Un sourire amusé flotte sur mes lèvres alors que je regarde les deux gaillards se courir après comme des enfants. Quoi qu'il en soit, je ferais mieux de rejoindre mon père avant qu'il ne commence lui aussi à s'imaginer des choses erronées.
— Tu es enfin là, s'exclame-t-il en me voyant revenir. Comment va Alexander ?
— Il va mieux, je réponds en prenant place près de lui, essayant d'empêcher mes pensées de dériver vers le visage du prince.
— Avant que tes deux amis ne reviennent, j'aimerais te dire quelque chose.
Aussitôt ses paroles quittent ses lèvres, je lui accorde toute mon attention.
— Je vous écoute.
— J'aimerais organiser une fête pour ton retour. Cela ne sera pas aussi grandiose que la célébration qui était initialement prévue, mais je ne peux pas laisser passer ton vingtième anniversaire sans le fêter comme il se doit.
Je suis prise de court par sa proposition, me sentant touchée par son geste.

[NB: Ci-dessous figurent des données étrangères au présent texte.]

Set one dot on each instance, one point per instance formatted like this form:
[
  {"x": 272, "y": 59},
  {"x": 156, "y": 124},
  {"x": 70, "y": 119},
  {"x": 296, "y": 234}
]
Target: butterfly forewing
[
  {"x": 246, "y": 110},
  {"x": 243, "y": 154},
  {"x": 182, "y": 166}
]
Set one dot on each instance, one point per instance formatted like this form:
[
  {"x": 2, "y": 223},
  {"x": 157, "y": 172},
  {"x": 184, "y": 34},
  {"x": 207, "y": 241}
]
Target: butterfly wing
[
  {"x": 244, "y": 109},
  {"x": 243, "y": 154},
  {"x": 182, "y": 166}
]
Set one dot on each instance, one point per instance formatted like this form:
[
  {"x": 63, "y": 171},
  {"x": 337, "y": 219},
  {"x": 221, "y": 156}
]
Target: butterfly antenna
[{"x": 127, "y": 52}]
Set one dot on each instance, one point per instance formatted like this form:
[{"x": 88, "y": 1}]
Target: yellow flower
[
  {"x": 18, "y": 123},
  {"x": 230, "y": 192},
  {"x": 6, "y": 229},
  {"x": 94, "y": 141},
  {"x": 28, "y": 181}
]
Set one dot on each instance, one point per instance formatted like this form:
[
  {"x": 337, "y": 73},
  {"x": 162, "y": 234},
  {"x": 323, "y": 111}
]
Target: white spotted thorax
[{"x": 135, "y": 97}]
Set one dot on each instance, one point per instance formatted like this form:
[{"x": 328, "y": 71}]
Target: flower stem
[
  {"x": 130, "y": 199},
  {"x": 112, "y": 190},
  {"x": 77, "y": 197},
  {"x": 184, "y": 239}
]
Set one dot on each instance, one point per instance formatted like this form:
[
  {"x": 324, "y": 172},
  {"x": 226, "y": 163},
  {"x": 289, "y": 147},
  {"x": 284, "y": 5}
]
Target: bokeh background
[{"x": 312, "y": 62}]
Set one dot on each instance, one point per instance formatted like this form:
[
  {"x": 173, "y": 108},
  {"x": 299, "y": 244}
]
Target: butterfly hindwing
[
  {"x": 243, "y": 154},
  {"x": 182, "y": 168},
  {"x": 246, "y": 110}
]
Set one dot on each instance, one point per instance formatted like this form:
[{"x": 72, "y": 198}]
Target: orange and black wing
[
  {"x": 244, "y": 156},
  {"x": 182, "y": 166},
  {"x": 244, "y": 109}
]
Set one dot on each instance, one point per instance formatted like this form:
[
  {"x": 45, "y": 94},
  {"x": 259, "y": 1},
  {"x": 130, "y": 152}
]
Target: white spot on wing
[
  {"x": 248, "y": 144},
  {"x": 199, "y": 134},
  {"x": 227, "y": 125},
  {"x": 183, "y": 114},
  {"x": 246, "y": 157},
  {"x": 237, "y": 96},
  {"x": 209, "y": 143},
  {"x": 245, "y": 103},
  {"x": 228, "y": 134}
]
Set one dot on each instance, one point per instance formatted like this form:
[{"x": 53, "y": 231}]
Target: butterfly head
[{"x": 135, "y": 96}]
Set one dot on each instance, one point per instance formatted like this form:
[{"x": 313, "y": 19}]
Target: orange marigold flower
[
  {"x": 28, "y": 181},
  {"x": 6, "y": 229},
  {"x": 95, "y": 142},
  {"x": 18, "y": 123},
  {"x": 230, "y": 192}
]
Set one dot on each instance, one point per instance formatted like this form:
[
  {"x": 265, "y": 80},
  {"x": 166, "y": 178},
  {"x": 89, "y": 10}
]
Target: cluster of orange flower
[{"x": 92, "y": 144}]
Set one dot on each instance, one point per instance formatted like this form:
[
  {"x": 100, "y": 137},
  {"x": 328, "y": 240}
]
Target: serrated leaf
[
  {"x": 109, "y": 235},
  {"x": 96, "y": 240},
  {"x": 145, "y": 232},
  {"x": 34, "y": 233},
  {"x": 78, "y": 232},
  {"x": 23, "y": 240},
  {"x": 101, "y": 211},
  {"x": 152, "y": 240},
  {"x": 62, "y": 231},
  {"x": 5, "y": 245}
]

— Vous n'êtes pas obligé...
Il secoue la tête avec un sourire bienveillant.
— Bien sûr que si, mon enfant. Et puis de toute façon, j'ai déjà donné des instructions aux domestiques pour commencer les préparatifs. La fête aura lieu demain soir, je suis impatient de te voir danser avec ton prince, ajoute-t-il avec un clin d'œil complice.
— Père ! je m'exclame en rougissant légèrement, gênée par sa remarque.

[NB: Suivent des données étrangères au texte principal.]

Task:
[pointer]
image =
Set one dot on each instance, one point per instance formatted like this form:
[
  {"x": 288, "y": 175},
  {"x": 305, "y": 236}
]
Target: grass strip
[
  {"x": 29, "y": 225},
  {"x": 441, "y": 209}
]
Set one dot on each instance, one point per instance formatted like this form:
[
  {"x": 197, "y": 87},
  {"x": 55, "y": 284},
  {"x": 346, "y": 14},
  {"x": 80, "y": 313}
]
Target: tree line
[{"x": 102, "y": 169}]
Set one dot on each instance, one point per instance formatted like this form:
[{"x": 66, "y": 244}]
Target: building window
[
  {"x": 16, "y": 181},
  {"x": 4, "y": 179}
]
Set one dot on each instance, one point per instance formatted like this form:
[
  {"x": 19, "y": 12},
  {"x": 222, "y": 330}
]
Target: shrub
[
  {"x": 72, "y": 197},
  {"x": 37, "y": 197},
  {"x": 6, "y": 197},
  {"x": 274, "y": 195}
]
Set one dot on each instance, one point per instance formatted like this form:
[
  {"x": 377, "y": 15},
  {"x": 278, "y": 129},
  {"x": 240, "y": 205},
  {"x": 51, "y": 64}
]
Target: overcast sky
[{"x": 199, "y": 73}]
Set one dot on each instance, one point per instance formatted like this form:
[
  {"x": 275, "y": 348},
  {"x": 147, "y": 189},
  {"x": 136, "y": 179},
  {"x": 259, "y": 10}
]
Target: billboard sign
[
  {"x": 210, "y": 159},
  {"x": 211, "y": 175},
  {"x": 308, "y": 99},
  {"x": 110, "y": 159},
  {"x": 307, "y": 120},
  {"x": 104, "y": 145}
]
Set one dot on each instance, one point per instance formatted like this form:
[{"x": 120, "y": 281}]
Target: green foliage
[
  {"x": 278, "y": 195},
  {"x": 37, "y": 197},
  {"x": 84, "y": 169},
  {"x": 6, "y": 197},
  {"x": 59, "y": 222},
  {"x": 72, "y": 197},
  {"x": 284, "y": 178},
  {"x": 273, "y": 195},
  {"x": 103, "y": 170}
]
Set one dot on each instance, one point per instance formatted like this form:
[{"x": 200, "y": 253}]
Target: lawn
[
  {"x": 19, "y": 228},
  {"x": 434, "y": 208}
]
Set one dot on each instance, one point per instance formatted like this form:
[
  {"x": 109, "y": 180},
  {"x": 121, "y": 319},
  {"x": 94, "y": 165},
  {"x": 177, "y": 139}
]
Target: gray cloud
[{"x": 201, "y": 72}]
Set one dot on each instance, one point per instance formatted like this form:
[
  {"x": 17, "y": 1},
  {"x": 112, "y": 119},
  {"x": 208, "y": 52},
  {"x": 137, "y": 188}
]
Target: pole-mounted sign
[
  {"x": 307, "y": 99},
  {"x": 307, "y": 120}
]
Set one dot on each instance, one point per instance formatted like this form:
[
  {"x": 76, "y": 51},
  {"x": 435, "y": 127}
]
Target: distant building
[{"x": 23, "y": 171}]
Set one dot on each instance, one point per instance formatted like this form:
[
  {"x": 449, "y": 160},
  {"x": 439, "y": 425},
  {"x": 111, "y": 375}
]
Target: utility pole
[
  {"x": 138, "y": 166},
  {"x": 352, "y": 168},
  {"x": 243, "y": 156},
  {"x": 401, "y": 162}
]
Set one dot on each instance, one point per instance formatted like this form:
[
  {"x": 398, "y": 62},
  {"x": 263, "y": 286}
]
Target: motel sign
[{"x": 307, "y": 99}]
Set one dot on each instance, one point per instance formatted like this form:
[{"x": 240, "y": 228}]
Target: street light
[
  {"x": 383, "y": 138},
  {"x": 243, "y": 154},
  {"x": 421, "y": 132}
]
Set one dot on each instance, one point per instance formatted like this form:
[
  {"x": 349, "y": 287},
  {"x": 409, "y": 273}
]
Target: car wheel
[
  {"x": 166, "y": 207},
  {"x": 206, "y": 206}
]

Les deux hommes reviennent rapidement et la soirée se poursuit ainsi, dans les rires et la bonne humeur. Je suis heureuse d'être de nouveau auprès de mon père, mais la fatigue commence à me rattraper. Je n'ai plus qu'une hâte : rejoindre la chaleur de mon lit. Je leur souhaite alors une bonne nuit, embrassant tendrement mon père sur la joue avant de me diriger vers la porte.
— Enora, permettez-moi de vous raccompagner, propose le prince en se levant de sa chaise, interrompant le fil de mes pensées.
J'acquiesce, reconnaissante pour sa compagnie. Nous marchons ensemble jusqu'à ma chambre, nos pas résonnant dans le couloir désert. Arrivée devant ma porte, je ressens une légère appréhension. Je me sens troublée, ne sachant comment me comporter avec lui maintenant que nous avons mis nos cœurs à nus. Alexander s'approche de moi, attrape ma main dans la sienne et la porte lentement à ses lèvres. Ses yeux reflètent une tendresse inattendue tandis que ses lèvres effleurent l'intérieur de mon poignet. Je retiens mon souffle, mon cœur s'emballe sous l'effet du désir qui emplit mon corps.
— Je vous souhaite une bonne nuit, murmure-t-il avant de s'éloigner, me laissant légèrement décontenancée par ce qu'il vient de se passer.
Je reste là un instant, incapable de bouger, submergée par la force des émotions que cet homme fait naître en moi. Puis, avec un dernier regard dans sa direction, je franchis le seuil de la porte, mon esprit encore embrumé par ce geste chargé d'affection.